Congratulations to Dr. Robert Wagner, who is starting a tenure track faculty position in the Binghamton University Mechanical Engineering department this week!

And . . . Congratulations to Dr. Steven Yang who started a postdoctoral position with Prof Nikolaos Bouklas at Cornell just before the holidays! Steven defended in the early fall and participated in the December graduate hooding ceremony.

Good luck to both in their new endeavors!

20231217 PhD Hooding Ceremony Simon Wheeler for Cornell University

Paper on modeling the transient behavior of ionic diodes out in Advanced Sensor Research

Ionic diodes, created at the intersection of polymers with different fixed charges, form the core of many ionic devices. Despite this centrality, the time dependent behavior of these diodes is not well understood. In a new paper published in Advanced Sensor Research and led by PhD candidate Max Tepermeister, we use a finite-volume based continuum simulation to explain how geometry and material properties influence each stage of a diodes transient response. We show that how a diode connects to a larger circuit can dramatically change its performance, and we develop a consistent set of metrics to quantify these differences and provide a basis for future device comparisons. Using what we learned, we make recommendations for tuning performance by changing how diodes are built.

MMD alum Rahul Ghosh’s thesis work highlighted by Ansys

Recent MMD lab member Rahul Ghosh has had his innovative use of PyFluent in the MS thesis highlighted by Ansys. Check out the Ansys blog post here.

Understanding Single Chain Mechanochemistry

Mechanochemistry in Block Copolymers: New Scission Site due to Dynamic Phase Separation” is now published in Angewandte Chemie. This study was led by Dr. Hang Zhen, a postdoc in Charles Diesendruck’s group at the Technion. We showed how the conformation of block copolymers is a critical component for their rate of degradation under mechanical loading in solution. MMD lab undergraduate Alan Zoubi conducted and analyzed molecular dynamic simulations to determine how co-polymer composition and sequence influence chain conformation in solution and to support understanding of Dr. Zhen’s experimental results. Also a special thanks to recent MMD lab graduate Dr. Steven Yang for training Alan on the fundamentals of molecular dynamics simulations and on how to run simulations on XSEDE (the NSF HPC system).

New paper on microstructural modeling of polyurea

Our research paper “Elucidating the impact of microstructure on mechanical properties of phase-segregated polyurea: Finite element modeling of molecular dynamics derived microstructures” is now published in Mechanics of Materials. This study was led by Dr. Steven Yang, who recently completed his PhD in the lab, in collaboration with Dr. Stephanie Rosenbloom and Prof. Brett Fors from Cornell Chemistry. We developed a modeling framework to uncover how the phase-segregated nanostructure of polyurea influences its mechanical properties. This work integrates a wide range of methodologies, including molecular dynamics and finite element simulations, constitutive theory, and both mechanical and X-ray scattering experiments.

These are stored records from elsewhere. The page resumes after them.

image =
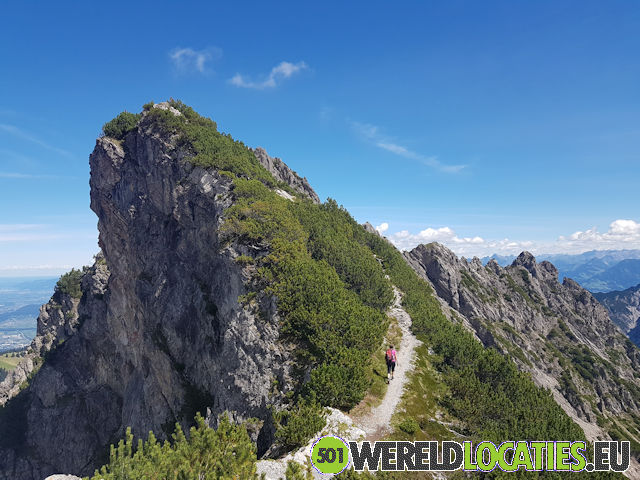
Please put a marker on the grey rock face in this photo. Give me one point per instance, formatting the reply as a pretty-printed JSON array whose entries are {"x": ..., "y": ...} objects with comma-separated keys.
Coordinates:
[
  {"x": 557, "y": 332},
  {"x": 159, "y": 335},
  {"x": 283, "y": 173},
  {"x": 623, "y": 306}
]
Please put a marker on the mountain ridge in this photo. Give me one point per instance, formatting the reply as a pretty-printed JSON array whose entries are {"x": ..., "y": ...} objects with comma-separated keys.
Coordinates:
[{"x": 222, "y": 287}]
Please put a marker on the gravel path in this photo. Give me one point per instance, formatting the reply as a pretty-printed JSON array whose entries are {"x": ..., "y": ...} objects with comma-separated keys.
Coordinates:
[{"x": 376, "y": 423}]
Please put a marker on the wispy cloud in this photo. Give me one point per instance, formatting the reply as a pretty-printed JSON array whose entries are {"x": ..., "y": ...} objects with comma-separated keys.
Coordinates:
[
  {"x": 622, "y": 234},
  {"x": 28, "y": 176},
  {"x": 372, "y": 134},
  {"x": 188, "y": 60},
  {"x": 21, "y": 134},
  {"x": 280, "y": 72},
  {"x": 37, "y": 232}
]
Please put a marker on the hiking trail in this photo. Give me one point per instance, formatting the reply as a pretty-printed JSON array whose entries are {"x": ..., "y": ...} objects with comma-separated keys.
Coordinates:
[{"x": 377, "y": 422}]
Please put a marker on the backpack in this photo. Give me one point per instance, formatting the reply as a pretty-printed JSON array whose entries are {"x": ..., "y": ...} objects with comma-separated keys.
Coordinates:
[{"x": 390, "y": 356}]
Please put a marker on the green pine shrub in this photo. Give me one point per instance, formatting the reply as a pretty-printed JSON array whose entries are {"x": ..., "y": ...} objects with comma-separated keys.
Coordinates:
[
  {"x": 121, "y": 125},
  {"x": 205, "y": 454}
]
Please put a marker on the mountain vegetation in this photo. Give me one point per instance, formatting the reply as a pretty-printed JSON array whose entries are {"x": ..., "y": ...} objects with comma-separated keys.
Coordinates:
[{"x": 310, "y": 269}]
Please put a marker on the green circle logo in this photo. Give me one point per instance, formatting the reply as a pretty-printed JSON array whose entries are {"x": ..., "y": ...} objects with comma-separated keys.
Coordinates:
[{"x": 330, "y": 455}]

https://doi.org/10.1016/j.mechmat.2023.104863

Fall Fun – MMD lab conquers a Maize Maze

MMD lab goes to SES

Four MMD lab group members, PhD candidates Zhongtong Wang and Max Tepermeister, and Postdocs Si Chen and Robert Wagner, presented at the Society of Engineering Science annual conference in Minneapolis last week. Si and Robert were also selected to participate in the Future Faculty symposium! As usual Prof Silberstein did not succeed in taking a picture with everyone in it.

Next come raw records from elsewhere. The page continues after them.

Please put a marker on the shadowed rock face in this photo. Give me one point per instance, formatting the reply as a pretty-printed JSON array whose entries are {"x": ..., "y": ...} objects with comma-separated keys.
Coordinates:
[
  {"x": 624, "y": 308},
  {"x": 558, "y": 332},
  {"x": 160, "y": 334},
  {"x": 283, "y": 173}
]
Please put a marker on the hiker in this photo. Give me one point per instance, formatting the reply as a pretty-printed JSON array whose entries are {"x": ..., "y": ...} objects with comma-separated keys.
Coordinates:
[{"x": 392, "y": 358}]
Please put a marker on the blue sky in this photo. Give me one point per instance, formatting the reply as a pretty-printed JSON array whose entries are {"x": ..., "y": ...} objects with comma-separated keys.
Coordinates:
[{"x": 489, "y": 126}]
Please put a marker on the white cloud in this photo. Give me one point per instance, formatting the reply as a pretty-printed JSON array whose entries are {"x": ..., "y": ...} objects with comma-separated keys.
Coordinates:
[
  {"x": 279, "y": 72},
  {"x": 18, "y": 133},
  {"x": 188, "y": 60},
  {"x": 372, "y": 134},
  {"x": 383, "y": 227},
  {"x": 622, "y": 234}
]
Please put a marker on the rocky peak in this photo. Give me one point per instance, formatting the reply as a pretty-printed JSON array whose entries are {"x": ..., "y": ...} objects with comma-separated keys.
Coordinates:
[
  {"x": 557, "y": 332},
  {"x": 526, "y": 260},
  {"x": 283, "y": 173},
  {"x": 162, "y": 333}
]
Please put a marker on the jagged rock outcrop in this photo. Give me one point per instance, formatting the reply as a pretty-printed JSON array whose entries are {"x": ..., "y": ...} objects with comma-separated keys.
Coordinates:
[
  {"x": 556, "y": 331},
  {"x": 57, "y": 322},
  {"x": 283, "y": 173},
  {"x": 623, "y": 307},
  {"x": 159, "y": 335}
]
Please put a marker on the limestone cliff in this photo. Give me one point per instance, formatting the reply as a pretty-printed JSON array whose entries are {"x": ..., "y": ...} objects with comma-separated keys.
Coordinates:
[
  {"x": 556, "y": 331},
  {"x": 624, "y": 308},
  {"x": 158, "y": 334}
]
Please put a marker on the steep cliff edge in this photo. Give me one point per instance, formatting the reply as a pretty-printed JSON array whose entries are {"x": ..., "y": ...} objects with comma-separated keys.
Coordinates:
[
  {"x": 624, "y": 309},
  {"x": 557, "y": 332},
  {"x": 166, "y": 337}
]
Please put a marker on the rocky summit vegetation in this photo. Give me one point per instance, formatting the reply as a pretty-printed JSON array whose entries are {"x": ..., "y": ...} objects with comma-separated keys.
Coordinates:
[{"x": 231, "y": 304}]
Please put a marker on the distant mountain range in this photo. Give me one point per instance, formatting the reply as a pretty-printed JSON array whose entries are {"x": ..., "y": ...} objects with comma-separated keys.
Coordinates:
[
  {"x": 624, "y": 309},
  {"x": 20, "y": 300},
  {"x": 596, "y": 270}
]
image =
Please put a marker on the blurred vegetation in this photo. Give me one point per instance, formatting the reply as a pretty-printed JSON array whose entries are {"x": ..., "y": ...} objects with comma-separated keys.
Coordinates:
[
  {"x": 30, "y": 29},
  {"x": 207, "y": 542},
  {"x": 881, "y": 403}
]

Congratulations Dr. Steven Yang!

Congratulations to Dr. Steven Yang! He successfully defended his PhD thesis “THE INFLUENCE OF MOLECULAR-SCALE INTERACTIONS ON MACROSCOPIC MECHANICAL PROPERTIES IN POLYMERIC MATERIALS” one week ago. His PhD work impressively spanned synthesis, experiments, molecular dynamics simulations, and continuum constitutive modeling.

ACS Fall 2023

PhD Candidate Hongyi Cai and Prof Silberstein participated in the Fall ACS meeting in San Francisco earlier this month. Hongyi focused on his polyelectrolyte synthesis and characterization. Prof Silberstein participated in the “Polymer Mechanochemistry Symposium” and the “Polymeric Materials: From Synthesis to Application: USA-Israel Joint Symposium”, and snuck out after her talk on modeling mechanochemically responsive elastomer networks to catch Hongyi’s great presentation and take this picture that doesn’t do it justice.